Wednesday, July 18, 2012

San Bernardino Becomes Second California City to Seek Bankruptcy Protection; DA, Sheriff Looking Into 'Irregularities'

Irfan Khan / Los Angeles Times
The city council for California's 19th largest municipality has authorized the city attorney to seek Chapter 9 bankruptcy protection last week.
The vote gives City Attorney James F. Penman power to begin proceedings for Chapter 9 bankruptcy, which would free the city of much of its debt but maintain the mayor and council as decision-makers.

Penman also said at the meeting that for 13 of the last 16 years, the council had been given falsified budget documents. Those documents said the city was in the black when, in fact, it had been deficit spending, he said.

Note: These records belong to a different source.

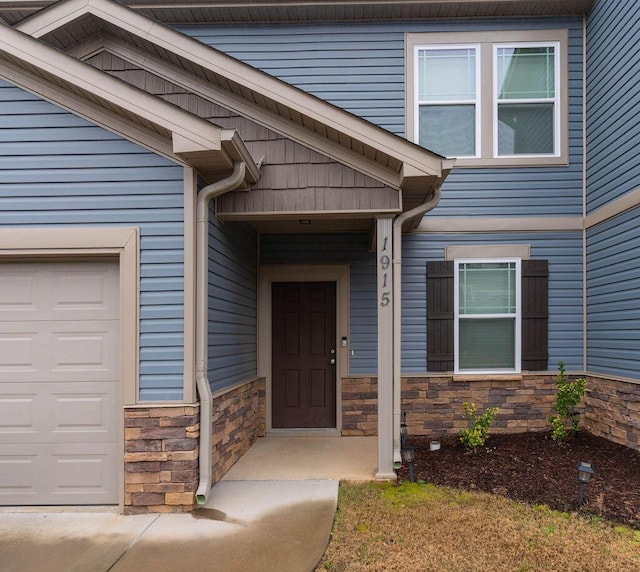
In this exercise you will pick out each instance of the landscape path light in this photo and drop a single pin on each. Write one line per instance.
(408, 453)
(585, 470)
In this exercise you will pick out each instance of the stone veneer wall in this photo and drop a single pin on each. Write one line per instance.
(161, 447)
(434, 404)
(612, 410)
(238, 420)
(161, 458)
(359, 406)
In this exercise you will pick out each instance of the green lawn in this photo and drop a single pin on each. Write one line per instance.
(415, 527)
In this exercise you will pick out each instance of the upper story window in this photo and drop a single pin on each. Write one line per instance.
(447, 100)
(495, 98)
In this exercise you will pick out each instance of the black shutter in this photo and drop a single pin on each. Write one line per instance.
(440, 312)
(535, 314)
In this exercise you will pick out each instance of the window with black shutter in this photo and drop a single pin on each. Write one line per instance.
(479, 317)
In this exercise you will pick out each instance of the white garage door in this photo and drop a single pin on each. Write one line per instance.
(59, 390)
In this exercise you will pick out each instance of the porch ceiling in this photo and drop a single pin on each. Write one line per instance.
(259, 11)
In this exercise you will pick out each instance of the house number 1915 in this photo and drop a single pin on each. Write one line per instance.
(385, 263)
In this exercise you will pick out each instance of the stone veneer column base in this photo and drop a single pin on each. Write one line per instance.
(612, 410)
(161, 458)
(238, 419)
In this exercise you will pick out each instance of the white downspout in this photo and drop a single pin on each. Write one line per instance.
(420, 210)
(202, 317)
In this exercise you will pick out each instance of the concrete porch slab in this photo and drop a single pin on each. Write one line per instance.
(301, 458)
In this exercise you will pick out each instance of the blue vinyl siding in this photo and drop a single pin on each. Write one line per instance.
(58, 170)
(360, 68)
(613, 299)
(613, 101)
(562, 250)
(232, 303)
(343, 248)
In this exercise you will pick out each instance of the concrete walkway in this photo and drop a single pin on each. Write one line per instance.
(269, 513)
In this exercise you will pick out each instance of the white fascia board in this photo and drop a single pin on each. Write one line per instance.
(81, 75)
(238, 72)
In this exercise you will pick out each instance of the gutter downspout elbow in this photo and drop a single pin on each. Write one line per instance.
(203, 387)
(420, 210)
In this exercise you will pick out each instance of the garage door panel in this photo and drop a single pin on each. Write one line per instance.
(62, 474)
(84, 417)
(18, 292)
(83, 472)
(85, 348)
(19, 418)
(59, 351)
(19, 466)
(60, 400)
(19, 355)
(83, 292)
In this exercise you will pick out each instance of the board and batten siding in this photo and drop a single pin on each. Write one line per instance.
(233, 251)
(613, 296)
(613, 101)
(338, 248)
(360, 67)
(59, 170)
(563, 250)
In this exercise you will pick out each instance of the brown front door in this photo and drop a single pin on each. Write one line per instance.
(304, 355)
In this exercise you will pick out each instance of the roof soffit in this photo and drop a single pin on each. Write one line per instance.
(300, 114)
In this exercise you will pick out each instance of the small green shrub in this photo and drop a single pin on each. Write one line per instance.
(479, 425)
(565, 423)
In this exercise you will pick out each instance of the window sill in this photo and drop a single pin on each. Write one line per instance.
(465, 377)
(542, 161)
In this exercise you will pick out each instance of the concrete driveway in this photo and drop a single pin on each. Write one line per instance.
(245, 526)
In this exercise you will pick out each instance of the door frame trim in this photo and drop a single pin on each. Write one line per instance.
(338, 273)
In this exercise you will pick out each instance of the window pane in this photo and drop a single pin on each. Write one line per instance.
(487, 344)
(526, 73)
(525, 129)
(449, 130)
(447, 75)
(487, 288)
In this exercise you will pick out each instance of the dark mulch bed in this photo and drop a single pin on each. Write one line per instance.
(532, 468)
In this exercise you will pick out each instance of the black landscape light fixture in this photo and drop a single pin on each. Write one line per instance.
(585, 470)
(408, 453)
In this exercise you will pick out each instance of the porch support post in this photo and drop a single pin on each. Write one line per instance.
(384, 250)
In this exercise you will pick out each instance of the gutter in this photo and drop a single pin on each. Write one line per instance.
(418, 211)
(206, 194)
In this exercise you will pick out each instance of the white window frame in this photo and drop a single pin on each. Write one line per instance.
(478, 92)
(487, 104)
(555, 100)
(517, 316)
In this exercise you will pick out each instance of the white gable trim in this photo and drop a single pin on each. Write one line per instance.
(153, 110)
(416, 159)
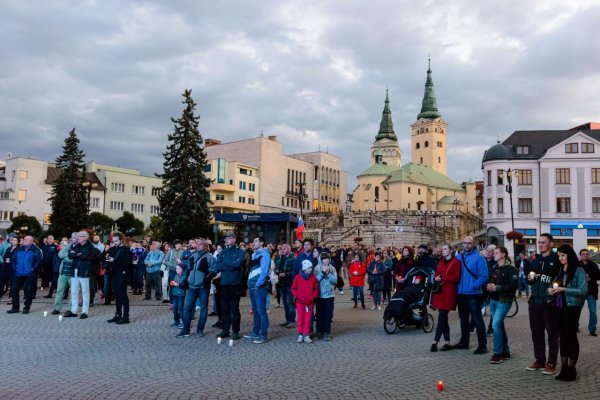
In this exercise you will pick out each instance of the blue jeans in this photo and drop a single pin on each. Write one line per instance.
(258, 299)
(177, 308)
(358, 292)
(498, 310)
(469, 305)
(191, 296)
(289, 307)
(593, 315)
(523, 285)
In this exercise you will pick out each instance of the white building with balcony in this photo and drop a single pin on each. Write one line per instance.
(556, 188)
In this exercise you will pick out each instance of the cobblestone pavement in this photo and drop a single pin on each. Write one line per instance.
(43, 358)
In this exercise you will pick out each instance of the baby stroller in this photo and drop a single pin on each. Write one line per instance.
(408, 307)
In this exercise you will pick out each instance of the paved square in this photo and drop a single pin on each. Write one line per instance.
(43, 358)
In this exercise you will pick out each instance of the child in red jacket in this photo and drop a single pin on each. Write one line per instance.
(305, 290)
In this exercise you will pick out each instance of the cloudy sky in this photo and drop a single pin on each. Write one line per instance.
(314, 73)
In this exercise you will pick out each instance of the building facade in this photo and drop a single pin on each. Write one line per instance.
(555, 182)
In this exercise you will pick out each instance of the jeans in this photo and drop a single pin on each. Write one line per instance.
(177, 308)
(84, 283)
(523, 285)
(499, 310)
(324, 315)
(358, 292)
(190, 304)
(542, 319)
(593, 314)
(288, 303)
(258, 299)
(443, 328)
(28, 283)
(469, 305)
(119, 284)
(230, 302)
(64, 282)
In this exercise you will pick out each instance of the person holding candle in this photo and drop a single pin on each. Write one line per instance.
(501, 288)
(570, 290)
(448, 274)
(543, 318)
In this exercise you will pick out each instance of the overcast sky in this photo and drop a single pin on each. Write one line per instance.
(311, 72)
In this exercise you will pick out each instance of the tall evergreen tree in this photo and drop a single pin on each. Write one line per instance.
(69, 196)
(184, 198)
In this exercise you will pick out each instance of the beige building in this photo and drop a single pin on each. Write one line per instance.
(127, 190)
(288, 183)
(421, 184)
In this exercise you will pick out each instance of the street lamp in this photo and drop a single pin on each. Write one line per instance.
(510, 173)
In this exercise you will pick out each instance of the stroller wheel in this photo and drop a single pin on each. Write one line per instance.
(427, 323)
(389, 325)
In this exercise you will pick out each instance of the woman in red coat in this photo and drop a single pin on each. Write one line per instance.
(357, 271)
(403, 265)
(448, 273)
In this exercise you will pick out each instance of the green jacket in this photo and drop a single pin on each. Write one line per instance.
(576, 290)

That period covers the tenure of multiple city managers and sets of elected officials, but it predates Acting City Manager Andrea Travis-Miller and Finance Director Jason Simpson, whom he said discovered the discrepancy.

Without filing for bankruptcy, the city - which has a deficit of $45 million - would likely be unable to meet its Aug. 15 payroll

In an earlier report to the council, Travis-Miller said the city has faced declining revenues and escalating retirement costs, with employee compensation accounting for about 75 percent of the city's general fund spending.

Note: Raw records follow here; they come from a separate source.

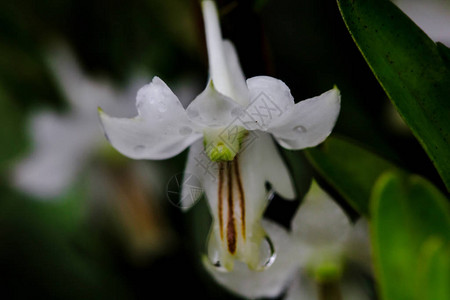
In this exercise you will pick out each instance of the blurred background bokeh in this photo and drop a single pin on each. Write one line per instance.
(80, 221)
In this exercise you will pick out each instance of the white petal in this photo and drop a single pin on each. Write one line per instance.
(432, 16)
(83, 93)
(307, 123)
(320, 222)
(353, 288)
(257, 163)
(161, 130)
(200, 172)
(273, 166)
(213, 109)
(224, 66)
(240, 90)
(269, 99)
(260, 162)
(267, 283)
(61, 147)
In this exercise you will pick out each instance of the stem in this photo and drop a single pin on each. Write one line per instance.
(329, 290)
(214, 43)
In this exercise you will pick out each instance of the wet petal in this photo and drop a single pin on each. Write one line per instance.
(273, 167)
(237, 197)
(307, 123)
(240, 90)
(200, 173)
(161, 130)
(269, 99)
(212, 109)
(320, 222)
(268, 283)
(224, 67)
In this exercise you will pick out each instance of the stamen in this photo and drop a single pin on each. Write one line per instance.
(231, 227)
(220, 198)
(241, 194)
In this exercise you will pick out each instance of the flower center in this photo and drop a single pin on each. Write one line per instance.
(222, 144)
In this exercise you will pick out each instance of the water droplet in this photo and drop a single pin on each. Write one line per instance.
(185, 130)
(139, 148)
(300, 129)
(267, 254)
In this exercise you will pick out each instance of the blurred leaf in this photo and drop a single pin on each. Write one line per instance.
(411, 70)
(12, 133)
(433, 275)
(406, 213)
(350, 169)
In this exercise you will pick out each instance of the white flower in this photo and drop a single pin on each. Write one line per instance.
(63, 143)
(232, 154)
(322, 240)
(432, 16)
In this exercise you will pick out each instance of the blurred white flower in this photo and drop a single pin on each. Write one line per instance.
(321, 242)
(433, 16)
(232, 154)
(63, 143)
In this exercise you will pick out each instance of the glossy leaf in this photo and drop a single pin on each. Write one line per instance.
(433, 274)
(406, 213)
(350, 169)
(411, 70)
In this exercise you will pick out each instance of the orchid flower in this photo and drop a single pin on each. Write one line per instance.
(432, 16)
(63, 143)
(232, 154)
(316, 251)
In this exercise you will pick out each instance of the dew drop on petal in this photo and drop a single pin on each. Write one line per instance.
(300, 129)
(185, 130)
(267, 254)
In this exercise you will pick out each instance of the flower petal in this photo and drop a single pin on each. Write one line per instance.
(269, 99)
(224, 67)
(199, 174)
(240, 90)
(357, 247)
(237, 197)
(273, 167)
(61, 146)
(268, 283)
(161, 130)
(307, 123)
(212, 109)
(320, 222)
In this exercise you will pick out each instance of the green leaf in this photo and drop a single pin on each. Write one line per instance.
(411, 70)
(350, 169)
(433, 274)
(407, 215)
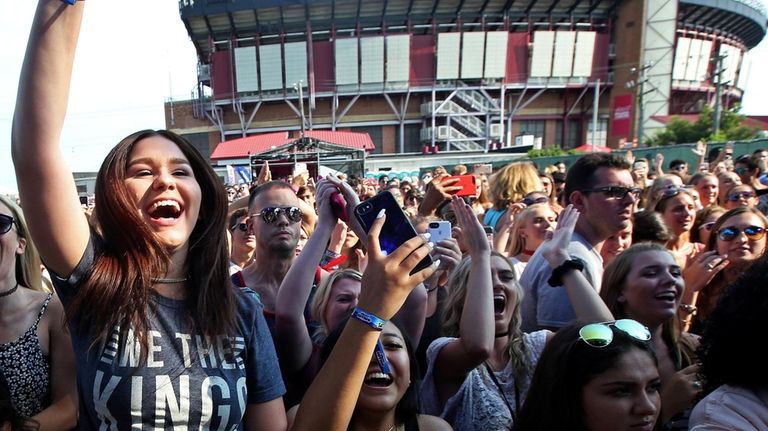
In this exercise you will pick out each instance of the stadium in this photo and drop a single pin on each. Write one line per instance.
(461, 80)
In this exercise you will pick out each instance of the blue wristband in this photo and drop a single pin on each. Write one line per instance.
(369, 319)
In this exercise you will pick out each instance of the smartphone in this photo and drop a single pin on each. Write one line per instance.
(488, 233)
(467, 183)
(439, 230)
(396, 230)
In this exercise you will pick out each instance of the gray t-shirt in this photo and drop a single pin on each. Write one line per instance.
(548, 307)
(186, 382)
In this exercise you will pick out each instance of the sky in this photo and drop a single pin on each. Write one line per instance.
(132, 57)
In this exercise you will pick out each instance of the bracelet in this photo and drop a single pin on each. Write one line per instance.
(574, 263)
(369, 319)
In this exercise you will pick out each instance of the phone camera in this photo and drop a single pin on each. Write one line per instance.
(365, 208)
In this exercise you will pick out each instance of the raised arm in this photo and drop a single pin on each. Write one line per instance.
(46, 185)
(585, 300)
(476, 328)
(292, 340)
(331, 399)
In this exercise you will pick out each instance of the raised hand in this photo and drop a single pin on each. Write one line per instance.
(555, 248)
(472, 232)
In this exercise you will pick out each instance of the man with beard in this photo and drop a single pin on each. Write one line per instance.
(600, 186)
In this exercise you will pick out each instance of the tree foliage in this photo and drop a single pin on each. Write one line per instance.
(679, 131)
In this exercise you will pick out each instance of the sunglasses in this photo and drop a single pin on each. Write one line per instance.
(271, 214)
(753, 233)
(600, 334)
(532, 201)
(243, 227)
(5, 223)
(616, 192)
(737, 196)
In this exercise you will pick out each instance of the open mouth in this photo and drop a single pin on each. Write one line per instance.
(378, 379)
(669, 295)
(499, 303)
(165, 209)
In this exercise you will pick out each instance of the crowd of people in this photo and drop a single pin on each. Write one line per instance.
(605, 295)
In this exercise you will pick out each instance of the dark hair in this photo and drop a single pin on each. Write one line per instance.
(649, 226)
(729, 351)
(117, 287)
(554, 401)
(580, 176)
(749, 161)
(275, 184)
(409, 406)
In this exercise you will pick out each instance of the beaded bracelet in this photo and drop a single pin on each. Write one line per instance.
(556, 280)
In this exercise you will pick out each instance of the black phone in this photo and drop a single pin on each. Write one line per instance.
(397, 228)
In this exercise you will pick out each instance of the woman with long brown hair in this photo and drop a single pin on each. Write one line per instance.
(161, 337)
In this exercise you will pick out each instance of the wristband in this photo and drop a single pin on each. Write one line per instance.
(556, 280)
(369, 319)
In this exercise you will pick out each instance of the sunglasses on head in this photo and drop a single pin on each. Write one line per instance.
(616, 192)
(271, 214)
(243, 227)
(600, 334)
(6, 222)
(753, 233)
(733, 197)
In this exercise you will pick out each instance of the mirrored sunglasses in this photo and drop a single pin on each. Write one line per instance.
(6, 222)
(733, 197)
(600, 334)
(753, 233)
(271, 214)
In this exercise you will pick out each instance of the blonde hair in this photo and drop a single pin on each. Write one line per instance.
(512, 182)
(323, 296)
(28, 266)
(454, 308)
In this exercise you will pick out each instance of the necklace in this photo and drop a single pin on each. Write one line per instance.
(169, 280)
(9, 291)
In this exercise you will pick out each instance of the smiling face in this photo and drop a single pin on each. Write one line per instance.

A bankruptcy filing would reopen negotiations on employee contracts but would not invalidate its pension payments, which Mayor Pat Morris and others have said are the main cause of the city's financial problem
The discrepancies in the city of San Bernardino's financial record-keeping has attracted the attention of the DA and San Bernardino County Sheriff who announced an investigation into San Bernardino's record keeping over the last few years.

The most recently available data from the Bureau of Labor Statistics indicates that the unemployment rate in the San Bernardino-Ontario-Riverside, CA are is at 11.8%.

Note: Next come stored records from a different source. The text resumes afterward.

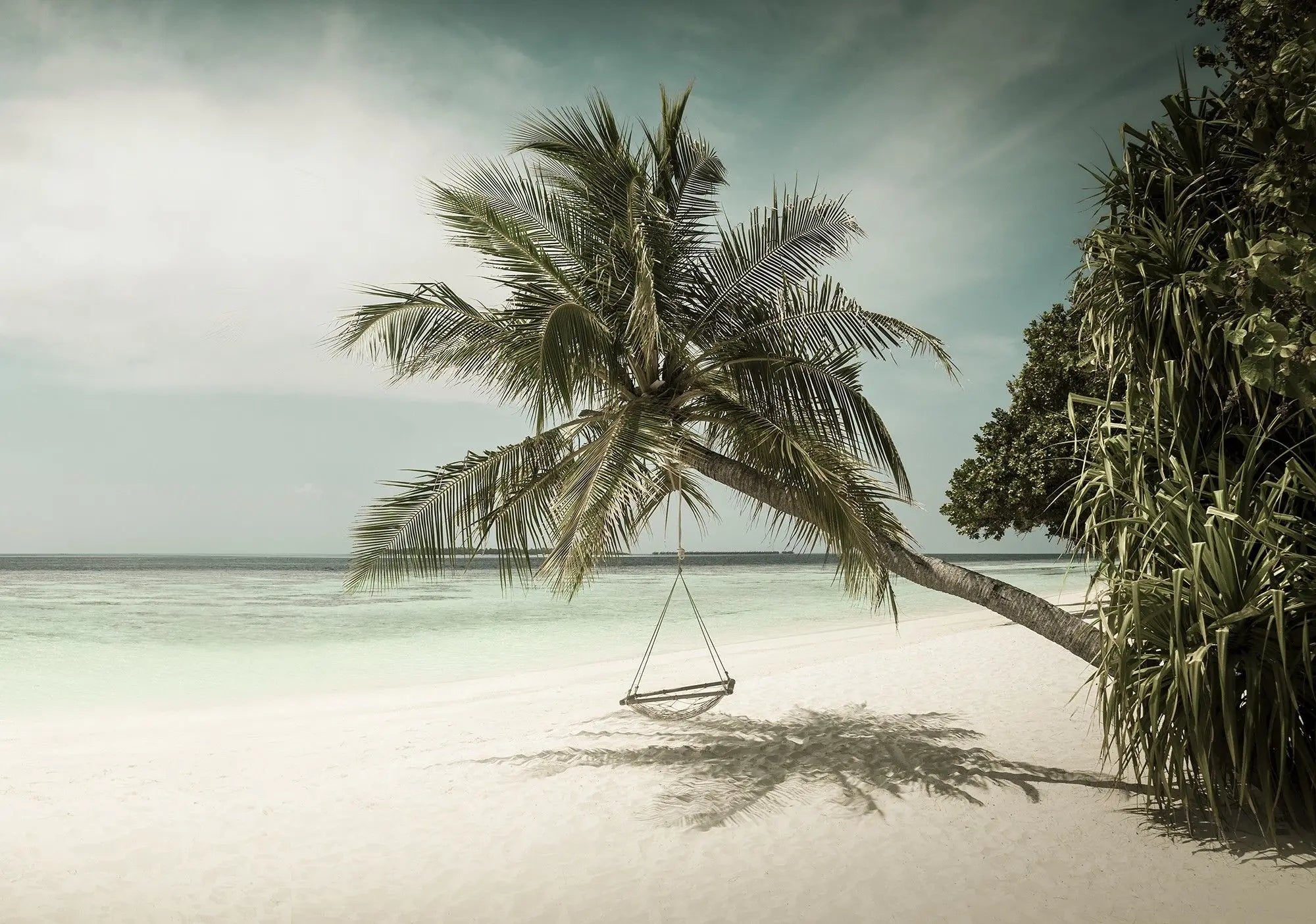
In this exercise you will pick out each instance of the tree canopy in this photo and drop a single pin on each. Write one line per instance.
(1026, 464)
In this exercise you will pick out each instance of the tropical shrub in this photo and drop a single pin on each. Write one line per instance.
(1200, 297)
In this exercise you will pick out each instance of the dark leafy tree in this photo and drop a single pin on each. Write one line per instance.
(1027, 461)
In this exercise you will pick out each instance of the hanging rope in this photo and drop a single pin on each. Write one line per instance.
(698, 697)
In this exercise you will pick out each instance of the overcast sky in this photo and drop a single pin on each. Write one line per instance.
(190, 194)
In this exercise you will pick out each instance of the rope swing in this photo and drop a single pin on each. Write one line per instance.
(689, 701)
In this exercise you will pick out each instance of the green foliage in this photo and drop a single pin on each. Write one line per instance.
(1027, 460)
(643, 335)
(1198, 502)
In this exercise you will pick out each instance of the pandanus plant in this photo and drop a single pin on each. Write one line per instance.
(656, 347)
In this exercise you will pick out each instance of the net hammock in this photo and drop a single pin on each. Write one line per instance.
(689, 701)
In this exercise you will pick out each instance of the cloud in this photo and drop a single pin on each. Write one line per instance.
(164, 230)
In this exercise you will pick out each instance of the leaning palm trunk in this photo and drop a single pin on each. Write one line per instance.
(653, 347)
(1028, 610)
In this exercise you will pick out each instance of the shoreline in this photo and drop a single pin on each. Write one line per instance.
(884, 634)
(947, 773)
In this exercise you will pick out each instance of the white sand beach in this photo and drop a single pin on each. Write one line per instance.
(380, 808)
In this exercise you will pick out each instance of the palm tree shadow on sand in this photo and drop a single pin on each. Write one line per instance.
(731, 768)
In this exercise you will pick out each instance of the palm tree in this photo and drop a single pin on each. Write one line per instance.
(656, 347)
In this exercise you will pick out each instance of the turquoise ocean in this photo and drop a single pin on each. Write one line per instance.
(94, 632)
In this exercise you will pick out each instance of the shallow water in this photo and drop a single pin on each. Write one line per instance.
(82, 634)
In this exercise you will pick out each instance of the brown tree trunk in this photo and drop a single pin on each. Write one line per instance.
(1031, 611)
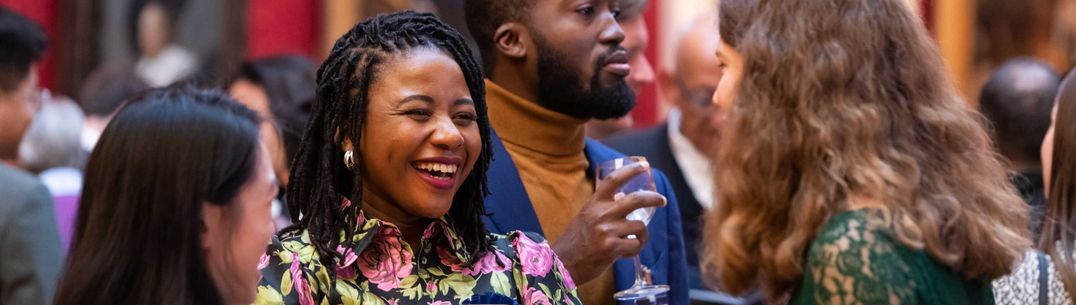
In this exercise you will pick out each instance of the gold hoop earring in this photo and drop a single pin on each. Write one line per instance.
(349, 160)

With a population of around 210,000, San Bernardino is located about 70 miles east of Los Angeles and is the county seat of San Bernardino County- the largest county in the continental United States [larger than New Jersey, Rhode Island, Delaware and Connecticut combined- NANESB!]. The city is situated at the foot of Cajon Pass to the north and is an important transportation hub with the junction of I-10 and I-215 and a major BNSF railroad yard in city limits as well as a Union Pacific yard in nearby Colton. Route 66 once passed through the city- with San Bernardino getting a mention in the song orignally performed Nat King Cole and composed by Bobby Troup [and subsequently covered by Chuck Berry, the Rolling stones and Depeche Mode- NANESB!]. The city is also home to the first McDonalds, which is now a museum with itemd detailing the history of both Route 66 and the restaurant chain.

San Bernardino becomes the third California municipality to seek bankruptcy protection in a month. In late June, Stockton, CA became the largest city in the USA to file for Chapter 9 bankruptcy. Within days, the High Sierra town of Mammoth Lakes had also filed for bankruptcy protection after it was unable to make payments to their largest creditor.

Although local offices in California are supposedly non-partisan, the city of San Bernardino has had a Democrat mayor in office since the late 1990s. The current city council is a mix of Republicans, Democrats and some who declined to state party affiliation.